A compact bio-inspired electromagnetic bandgap integrated wearable antenna (Bio-EBG-iwA) is proposed in this work. The Bio-EBG-iwA is based on the hybridization of semi-Vitis vinifera leaf-shaped patch, asymmetric feedline, reflected G-shaped slot, partial ground, and a stub on the ground plane. The antenna is built on the locally made textile material called Aso-oke (Alari) with permittivity and a loss tangent of 1.43 and 0.019, respectively. The dimension of the proposed antenna is 0.2 λ g × 0.1 λ g × 0.0089 λ g (22 mm × 12 mm × 0.7 mm) at 2.45 GHz. Despite its compactness, the gain of −0.48 and 2.5 dBi are achieved at 2.45 and 5.7 GHz respectively without electromagnetic bandgap (EBG). A dual-band textile-based uniplanar compact electromagnetic bandgap (UC-EBG) is introduced to create isolation between the human tissue and the antenna. The dual-band UC-EBG is realized through the use of a modified slitted-square ring (MSSR) and the 90° rotated H-shaped patch on Aso-oke (Alari) with a thickness of 2.1 mm. The periodicity of the proposed UC-EBG is 34.5 mm. The antenna is placed on a 2 × 2 array of the proposed UC-EBG separated by a 3 mm foam thickness. The radiation efficiency of 88.97% and 79.85% are achieved at 2.45 and 5.7 GHz respectively.
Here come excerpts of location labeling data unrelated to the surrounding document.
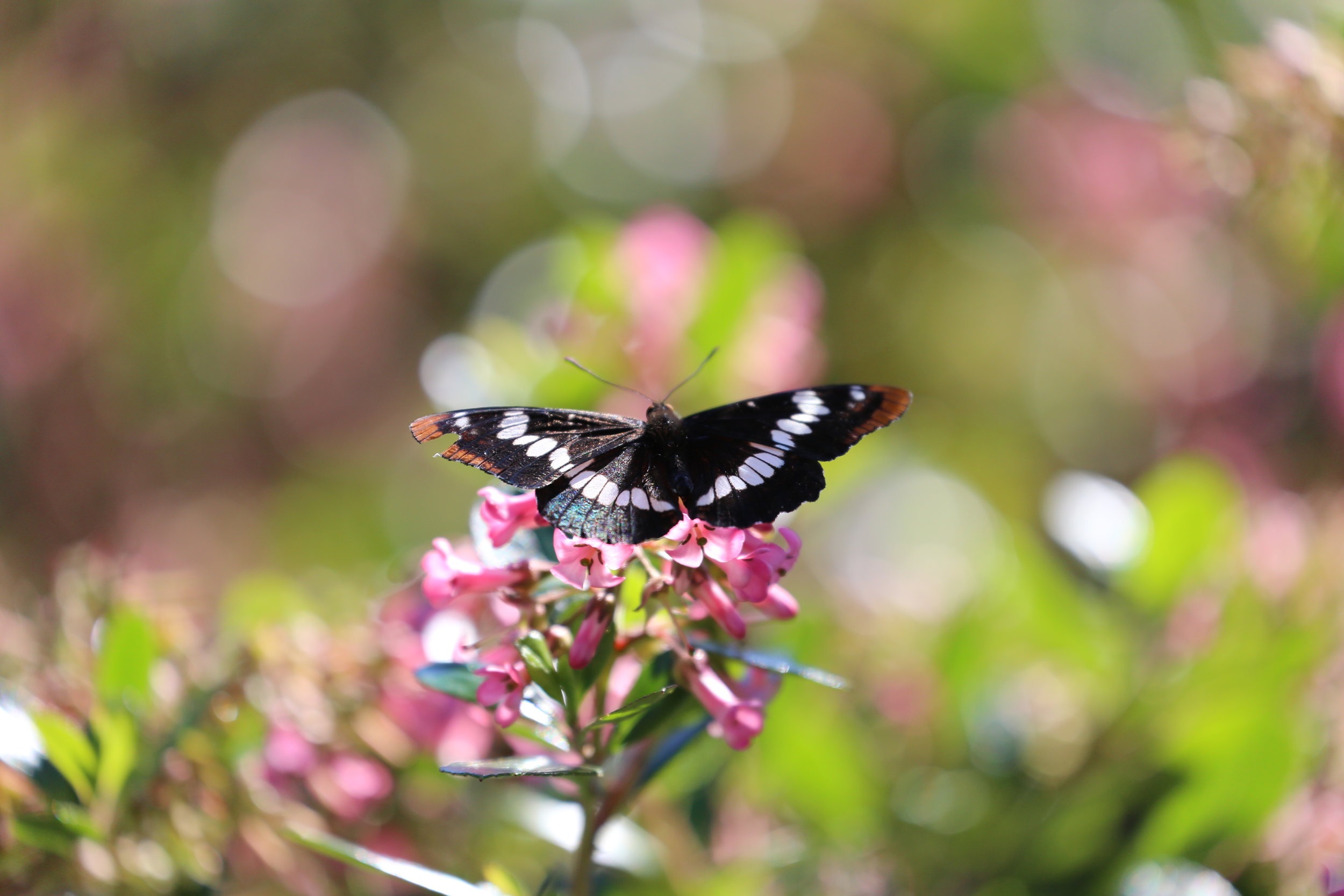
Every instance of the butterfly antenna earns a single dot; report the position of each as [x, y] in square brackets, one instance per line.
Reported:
[609, 382]
[694, 374]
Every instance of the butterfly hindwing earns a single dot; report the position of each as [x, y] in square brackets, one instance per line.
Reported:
[620, 497]
[527, 447]
[741, 484]
[754, 460]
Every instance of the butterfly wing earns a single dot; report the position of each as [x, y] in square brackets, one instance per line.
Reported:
[527, 447]
[620, 497]
[754, 460]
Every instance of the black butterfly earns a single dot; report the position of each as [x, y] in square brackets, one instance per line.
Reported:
[619, 480]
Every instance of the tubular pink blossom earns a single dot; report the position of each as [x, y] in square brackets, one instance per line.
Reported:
[504, 515]
[718, 605]
[448, 575]
[737, 720]
[778, 604]
[506, 679]
[698, 539]
[596, 620]
[588, 563]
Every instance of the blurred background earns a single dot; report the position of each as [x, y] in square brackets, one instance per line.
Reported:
[1088, 591]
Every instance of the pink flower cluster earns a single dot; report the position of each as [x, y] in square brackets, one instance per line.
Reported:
[710, 571]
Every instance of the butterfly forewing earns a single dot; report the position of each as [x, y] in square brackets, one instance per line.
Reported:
[620, 497]
[527, 447]
[756, 460]
[820, 424]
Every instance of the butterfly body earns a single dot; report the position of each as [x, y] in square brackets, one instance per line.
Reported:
[621, 480]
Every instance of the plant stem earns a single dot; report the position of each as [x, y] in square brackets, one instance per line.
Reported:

The gain of the proposed UC-EBG integrated antenna increased from −0.48 and 2.5 dBi to 5.9 and 10.7 dBi at 2.45 and 5.7 GHz, respectively. The front-to-back ratio (FBR) of 26.3 dB is achieved with the use of UC-EBG. The use of UC-EBG results in a 98.31% and 99.4% reduction in average SAR at 2.45 and 5.7 GHz, respectively. The off-body and on-body performance analysis of the proposed UC-EBG integrated antenna show that the proposed EBG integrated antenna (Bio-EBG-iwA) is a suitable candidate for wearable application. To the best of our knowledge, this is the most compact wearable antenna with suitable gain, radiation efficiency, and high FBR. In addition, our proposed UC-EBG shows that slitting is an effective way of miniaturizing the EBG structure.